Manufacturing AUTOMATION

Alberta chooses two petrochemical plants for $500M in royalty credits

December 5, 2016
By Dan Healing The Canadian Press

Dec. 5, 2016 – The Alberta government has selected two petrochemical projects to be eligible for $500 million in royalty credits in its efforts to diversify its struggling, oil-dependent economy.

Pembina Pipeline and Inter Pipeline both said Monday they were pleased to be chosen for the economic diversification program, which was unveiled by the government in February.

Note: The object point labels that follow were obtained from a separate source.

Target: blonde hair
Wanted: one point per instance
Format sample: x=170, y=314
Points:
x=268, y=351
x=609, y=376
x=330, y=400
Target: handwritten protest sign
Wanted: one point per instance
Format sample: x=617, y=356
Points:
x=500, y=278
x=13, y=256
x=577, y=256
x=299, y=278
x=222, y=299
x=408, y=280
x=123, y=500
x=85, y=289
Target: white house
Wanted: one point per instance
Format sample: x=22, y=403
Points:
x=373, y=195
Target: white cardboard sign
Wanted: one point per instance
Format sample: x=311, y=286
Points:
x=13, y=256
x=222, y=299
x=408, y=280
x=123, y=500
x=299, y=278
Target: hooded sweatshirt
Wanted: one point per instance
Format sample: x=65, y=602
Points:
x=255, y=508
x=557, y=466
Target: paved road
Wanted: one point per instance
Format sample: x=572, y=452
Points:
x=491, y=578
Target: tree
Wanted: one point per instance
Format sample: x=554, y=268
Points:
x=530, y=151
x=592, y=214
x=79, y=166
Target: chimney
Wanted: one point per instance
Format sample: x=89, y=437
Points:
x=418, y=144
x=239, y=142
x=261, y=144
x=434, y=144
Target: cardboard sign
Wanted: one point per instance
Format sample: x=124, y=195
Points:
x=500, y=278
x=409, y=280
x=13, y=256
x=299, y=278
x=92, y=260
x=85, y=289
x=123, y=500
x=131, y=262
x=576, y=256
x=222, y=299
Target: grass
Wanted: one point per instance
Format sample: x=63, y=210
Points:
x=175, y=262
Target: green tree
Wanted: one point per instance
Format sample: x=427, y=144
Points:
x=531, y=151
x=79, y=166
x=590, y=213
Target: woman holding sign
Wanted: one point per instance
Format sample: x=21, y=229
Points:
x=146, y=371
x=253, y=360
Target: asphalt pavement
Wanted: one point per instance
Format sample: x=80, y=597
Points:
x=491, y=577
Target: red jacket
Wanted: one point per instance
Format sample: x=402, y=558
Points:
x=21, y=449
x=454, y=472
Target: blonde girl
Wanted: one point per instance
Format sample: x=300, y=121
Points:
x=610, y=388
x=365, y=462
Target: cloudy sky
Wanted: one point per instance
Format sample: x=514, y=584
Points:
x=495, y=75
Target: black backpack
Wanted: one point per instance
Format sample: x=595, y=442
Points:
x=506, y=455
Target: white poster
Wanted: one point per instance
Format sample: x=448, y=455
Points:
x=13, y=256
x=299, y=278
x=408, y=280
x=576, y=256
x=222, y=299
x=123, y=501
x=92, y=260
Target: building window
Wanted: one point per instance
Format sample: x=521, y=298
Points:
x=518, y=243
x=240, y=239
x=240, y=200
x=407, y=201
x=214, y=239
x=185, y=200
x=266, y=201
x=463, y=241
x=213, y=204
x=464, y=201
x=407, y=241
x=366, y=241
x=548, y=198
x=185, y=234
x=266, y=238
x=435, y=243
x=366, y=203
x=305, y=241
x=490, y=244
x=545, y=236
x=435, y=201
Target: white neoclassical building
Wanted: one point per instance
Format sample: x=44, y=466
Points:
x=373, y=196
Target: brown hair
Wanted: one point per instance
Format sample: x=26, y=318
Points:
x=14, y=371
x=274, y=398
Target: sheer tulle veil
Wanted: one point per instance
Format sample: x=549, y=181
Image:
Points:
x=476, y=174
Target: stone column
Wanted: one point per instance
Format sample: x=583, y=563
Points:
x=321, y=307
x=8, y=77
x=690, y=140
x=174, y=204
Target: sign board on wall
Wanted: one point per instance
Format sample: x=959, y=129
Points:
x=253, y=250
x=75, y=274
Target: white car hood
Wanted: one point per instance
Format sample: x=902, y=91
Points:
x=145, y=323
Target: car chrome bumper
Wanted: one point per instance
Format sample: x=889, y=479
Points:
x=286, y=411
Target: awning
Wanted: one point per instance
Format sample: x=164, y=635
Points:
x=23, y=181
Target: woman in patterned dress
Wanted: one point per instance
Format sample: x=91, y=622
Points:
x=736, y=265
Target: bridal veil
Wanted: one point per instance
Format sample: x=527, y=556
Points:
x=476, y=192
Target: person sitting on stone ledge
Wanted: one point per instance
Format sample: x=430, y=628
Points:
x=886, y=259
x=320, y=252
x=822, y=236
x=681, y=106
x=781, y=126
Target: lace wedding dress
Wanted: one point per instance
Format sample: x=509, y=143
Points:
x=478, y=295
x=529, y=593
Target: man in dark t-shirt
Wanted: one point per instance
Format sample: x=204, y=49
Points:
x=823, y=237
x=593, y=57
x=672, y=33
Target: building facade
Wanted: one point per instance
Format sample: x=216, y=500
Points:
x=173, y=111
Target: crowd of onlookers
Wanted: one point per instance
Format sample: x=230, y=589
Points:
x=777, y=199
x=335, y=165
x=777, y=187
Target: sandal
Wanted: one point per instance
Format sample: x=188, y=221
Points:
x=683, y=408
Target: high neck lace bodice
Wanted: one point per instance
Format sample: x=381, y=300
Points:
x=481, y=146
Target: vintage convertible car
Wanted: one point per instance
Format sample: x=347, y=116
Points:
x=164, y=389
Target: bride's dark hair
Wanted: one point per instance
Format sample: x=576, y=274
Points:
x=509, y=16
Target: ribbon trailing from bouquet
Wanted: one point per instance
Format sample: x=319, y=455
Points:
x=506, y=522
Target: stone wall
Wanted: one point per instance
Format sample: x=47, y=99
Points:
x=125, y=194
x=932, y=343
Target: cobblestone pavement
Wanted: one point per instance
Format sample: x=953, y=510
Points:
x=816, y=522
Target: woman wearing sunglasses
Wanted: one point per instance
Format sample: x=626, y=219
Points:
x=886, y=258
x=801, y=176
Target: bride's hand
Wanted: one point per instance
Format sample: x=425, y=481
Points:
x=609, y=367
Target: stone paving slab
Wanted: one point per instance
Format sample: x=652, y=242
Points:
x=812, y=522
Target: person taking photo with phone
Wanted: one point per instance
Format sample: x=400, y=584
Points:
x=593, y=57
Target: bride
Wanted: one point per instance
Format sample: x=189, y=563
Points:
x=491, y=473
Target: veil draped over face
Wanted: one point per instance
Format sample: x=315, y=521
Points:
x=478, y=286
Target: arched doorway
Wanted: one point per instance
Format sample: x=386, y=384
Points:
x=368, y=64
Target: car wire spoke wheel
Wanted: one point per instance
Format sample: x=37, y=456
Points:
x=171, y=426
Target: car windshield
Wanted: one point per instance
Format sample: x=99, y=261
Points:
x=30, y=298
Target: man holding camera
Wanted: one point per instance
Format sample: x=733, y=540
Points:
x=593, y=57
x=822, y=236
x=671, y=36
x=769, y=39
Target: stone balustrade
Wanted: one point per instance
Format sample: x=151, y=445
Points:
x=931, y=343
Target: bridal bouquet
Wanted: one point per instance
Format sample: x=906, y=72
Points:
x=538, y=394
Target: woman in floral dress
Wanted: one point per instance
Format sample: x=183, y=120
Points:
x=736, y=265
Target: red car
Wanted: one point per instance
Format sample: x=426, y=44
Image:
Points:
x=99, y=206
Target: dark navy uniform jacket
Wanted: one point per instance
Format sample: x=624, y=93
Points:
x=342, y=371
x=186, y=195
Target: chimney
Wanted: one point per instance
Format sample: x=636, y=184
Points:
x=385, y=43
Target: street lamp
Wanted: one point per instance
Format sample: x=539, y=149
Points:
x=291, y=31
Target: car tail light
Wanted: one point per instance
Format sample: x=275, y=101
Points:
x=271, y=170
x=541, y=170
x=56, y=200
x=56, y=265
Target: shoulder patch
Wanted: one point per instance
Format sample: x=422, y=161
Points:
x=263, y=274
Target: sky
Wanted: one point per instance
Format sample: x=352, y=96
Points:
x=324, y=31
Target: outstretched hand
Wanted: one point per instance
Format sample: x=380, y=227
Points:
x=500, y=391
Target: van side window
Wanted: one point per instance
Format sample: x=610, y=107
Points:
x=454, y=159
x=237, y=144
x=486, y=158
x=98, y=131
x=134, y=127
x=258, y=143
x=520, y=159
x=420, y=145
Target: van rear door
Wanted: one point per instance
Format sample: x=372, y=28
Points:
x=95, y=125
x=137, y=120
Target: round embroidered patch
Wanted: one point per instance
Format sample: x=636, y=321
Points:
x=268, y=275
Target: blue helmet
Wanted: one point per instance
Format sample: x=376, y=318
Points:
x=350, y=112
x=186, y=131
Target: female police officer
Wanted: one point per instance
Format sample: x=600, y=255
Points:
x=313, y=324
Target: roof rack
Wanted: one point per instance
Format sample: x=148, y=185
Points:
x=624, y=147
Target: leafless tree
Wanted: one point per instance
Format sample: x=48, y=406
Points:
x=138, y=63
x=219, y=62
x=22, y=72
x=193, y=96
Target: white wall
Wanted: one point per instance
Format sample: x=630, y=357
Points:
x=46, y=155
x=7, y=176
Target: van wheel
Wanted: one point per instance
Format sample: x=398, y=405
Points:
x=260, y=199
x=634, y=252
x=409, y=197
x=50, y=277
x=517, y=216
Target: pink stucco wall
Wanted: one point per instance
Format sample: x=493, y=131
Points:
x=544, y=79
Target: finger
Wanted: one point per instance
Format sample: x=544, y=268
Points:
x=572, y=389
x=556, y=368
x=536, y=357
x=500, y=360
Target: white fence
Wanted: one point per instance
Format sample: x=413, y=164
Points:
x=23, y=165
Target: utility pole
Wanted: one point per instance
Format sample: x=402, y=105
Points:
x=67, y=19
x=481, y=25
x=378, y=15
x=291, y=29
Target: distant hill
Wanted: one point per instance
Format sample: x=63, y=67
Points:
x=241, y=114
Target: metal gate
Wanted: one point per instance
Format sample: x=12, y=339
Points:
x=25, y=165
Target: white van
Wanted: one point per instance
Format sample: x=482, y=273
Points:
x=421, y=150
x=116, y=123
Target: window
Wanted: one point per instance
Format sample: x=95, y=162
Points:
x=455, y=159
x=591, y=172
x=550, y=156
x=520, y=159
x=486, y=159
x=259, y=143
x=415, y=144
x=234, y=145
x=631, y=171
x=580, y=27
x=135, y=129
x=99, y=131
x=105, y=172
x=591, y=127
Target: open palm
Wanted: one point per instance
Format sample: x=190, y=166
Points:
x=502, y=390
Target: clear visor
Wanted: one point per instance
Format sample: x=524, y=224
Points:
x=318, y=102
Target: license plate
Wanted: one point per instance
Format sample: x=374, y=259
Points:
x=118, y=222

Construction of the facilities, planned for an industrial area north of Edmonton, will depend on final investment decisions and securing regulatory and environmental approvals, the Calgary-based companies said.

The projects would convert propane into material used mainly in the manufacturing of plastic products such as automobile parts, containers and Canadian banknotes, Energy Minister Marg McCuaig-Boyd.

The government said it hasn’t decided whether it will continue offering the diversification program credits, which have been fully allocated, but it said it will try to build on interest it has generated. In June, it said 16 applications had been made for the credits representing more than $20 billion in potential investments.


Pembina can receive up to $300 million in royalty credits for its proposed integrated propylene and polypropylene facility, expected to create 150 permanent jobs.

In April, the company announced a joint feasibility study on the project with partner Petrochemical Industries Company, a subsidiary of Kuwait Petroleum. The facility, estimated to cost between $3.8 billion and $4.2 billion, could convert 35,000 barrels per day of propane into 800,000 tonnes per year of polypropylene, Pembina said.

Inter Pipeline may receive up to $200 million in credits for its proposed $1.85-billion propylene facility, a project it inherited when it bought Williams Canada in September. It is expected to create about 95 permanent jobs.

CEO Christian Bayle said in a statement the provincial incentives are “meaningful” and added that Inter Pipeline is considering spending an additional $1.3 billion to add a polypropylene facility, with decisions on both plants to be made by the middle of next year.

The royalty credits, to be paid out after the facilities are operating, can’t be used directly by the petrochemical facilities but they can be sold to oil or natural gas producers to reduce their royalty payments.

In a note to investors, RBC Dominion Securities analyst Robert Kwan said the credits will enhance the economic case for the projects and make it more likely one or both will go forward.

Pembina and Inter Pipeline said both facilities could potentially be operational in 2021.